Book Crash Prediction Modeling for Curved Segments of Rural Two lane Two way Highways in Utah

Download or read book Crash Prediction Modeling for Curved Segments of Rural Two lane Two way Highways in Utah written by Casey Scott Knecht and published by . This book was released on 2014 with total page 94 pages. Available in PDF, EPUB and Kindle. Book excerpt: The HSM predictive model for rural two-lane two-way highways consists of a safety performance function (SPF), crash modification factors (CMFs), and a jurisdiction-specific calibration factor. For this research, two sample periods were used: a three-year period from 2010 to 2012 and a five-year period from 2008 to 2012. The calibration factor for the HSM predictive model was determined to be 1.50 for the three-year period and 1.60 for the five-year period. These factors are to be used in conjunction with the HSM SPF and all applicable CMFs.

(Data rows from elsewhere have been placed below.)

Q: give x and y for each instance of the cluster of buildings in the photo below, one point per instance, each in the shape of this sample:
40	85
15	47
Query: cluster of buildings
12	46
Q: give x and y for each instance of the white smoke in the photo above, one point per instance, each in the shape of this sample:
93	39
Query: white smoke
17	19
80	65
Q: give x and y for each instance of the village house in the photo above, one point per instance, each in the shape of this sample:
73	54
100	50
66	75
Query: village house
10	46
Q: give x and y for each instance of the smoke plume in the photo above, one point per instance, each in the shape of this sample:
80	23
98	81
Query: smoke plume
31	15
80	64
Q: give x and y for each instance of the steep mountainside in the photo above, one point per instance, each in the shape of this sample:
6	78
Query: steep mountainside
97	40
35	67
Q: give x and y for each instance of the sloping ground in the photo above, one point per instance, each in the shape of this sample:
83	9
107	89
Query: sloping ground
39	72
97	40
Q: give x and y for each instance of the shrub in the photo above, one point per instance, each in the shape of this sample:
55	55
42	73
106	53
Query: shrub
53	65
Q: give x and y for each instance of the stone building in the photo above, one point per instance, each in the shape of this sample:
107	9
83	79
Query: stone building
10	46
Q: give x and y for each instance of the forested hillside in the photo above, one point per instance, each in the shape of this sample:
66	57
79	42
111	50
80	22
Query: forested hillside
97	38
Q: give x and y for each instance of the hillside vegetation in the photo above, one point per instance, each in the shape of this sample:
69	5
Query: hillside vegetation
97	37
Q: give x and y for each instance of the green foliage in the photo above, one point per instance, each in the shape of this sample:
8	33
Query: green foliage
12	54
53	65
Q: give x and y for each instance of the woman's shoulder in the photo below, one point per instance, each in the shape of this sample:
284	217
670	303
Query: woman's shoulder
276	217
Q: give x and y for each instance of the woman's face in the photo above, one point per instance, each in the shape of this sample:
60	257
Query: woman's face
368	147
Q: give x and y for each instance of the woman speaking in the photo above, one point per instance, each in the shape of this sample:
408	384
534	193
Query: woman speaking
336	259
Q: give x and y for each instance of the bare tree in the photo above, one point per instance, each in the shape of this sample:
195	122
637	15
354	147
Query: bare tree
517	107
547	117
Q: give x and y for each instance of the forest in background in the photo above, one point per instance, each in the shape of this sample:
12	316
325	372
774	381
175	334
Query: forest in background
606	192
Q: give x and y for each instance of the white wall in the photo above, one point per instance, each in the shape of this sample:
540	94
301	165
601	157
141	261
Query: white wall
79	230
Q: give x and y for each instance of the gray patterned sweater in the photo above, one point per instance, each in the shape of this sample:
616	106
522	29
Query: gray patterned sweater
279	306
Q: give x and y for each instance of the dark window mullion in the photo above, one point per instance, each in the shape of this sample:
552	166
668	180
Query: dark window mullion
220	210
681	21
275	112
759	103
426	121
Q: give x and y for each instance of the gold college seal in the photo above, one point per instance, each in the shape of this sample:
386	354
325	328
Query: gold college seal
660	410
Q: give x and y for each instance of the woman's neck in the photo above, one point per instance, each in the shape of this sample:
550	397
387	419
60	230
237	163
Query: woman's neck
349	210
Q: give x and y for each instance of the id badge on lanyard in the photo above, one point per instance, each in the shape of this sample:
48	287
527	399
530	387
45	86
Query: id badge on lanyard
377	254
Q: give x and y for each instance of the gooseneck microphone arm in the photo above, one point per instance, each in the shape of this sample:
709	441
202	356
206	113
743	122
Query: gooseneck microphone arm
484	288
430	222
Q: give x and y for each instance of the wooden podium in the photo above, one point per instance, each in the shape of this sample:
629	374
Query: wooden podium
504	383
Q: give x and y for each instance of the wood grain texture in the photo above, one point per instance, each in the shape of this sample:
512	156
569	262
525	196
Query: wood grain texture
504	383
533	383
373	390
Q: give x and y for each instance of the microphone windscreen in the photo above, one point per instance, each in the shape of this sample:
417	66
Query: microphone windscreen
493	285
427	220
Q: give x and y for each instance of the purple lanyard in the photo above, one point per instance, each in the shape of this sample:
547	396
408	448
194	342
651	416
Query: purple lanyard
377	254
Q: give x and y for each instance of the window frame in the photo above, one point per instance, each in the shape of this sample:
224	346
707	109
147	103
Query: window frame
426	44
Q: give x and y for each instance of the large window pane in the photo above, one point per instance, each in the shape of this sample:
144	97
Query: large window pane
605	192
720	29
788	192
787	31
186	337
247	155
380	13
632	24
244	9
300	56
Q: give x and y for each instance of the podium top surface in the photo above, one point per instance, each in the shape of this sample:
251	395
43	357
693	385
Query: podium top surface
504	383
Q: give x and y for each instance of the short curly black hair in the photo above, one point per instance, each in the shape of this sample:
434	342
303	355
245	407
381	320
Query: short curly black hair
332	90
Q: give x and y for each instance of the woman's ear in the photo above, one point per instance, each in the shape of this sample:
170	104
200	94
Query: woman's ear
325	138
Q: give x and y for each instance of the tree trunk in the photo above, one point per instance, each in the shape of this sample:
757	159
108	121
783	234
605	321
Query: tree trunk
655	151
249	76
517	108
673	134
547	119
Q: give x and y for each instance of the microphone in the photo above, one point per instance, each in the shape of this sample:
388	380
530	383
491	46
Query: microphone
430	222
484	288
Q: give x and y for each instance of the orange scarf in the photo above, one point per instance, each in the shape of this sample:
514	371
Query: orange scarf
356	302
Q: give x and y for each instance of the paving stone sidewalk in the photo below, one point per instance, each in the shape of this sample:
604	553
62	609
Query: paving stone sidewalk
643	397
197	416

Book A Two stage Model for Predicting Crash Rate by Severity Types

Download or read book A Two stage Model for Predicting Crash Rate by Severity Types written by S M A Bin al Islam and published by . This book was released on 2018 with total page pages. Available in PDF, EPUB and Kindle. Book excerpt:

Book Highway Economic Requirements System  HERS

Download or read book Highway Economic Requirements System HERS written by Lee Biernbaum and published by . This book was released on 2008 with total page 84 pages. Available in PDF, EPUB and Kindle. Book excerpt: This report presents a crash prediction model which takes into consideration the "combined effects of [a] roadway's geometric features and traffic levels," as opposed to the current Highway Economic Requirements System (HERS} model which only considers traffic levels (p. 29). The report begins with an overview of crash prediction, including crash causes (driver, vehicle, and roadway characteristics) and modeling strategies. It describes the current HERS model, reviews existing highway and crash data sources, and reviews research on the effects of roadway geometry. Finally, it presents an improved model for predicting crashes on urban two-lane streets.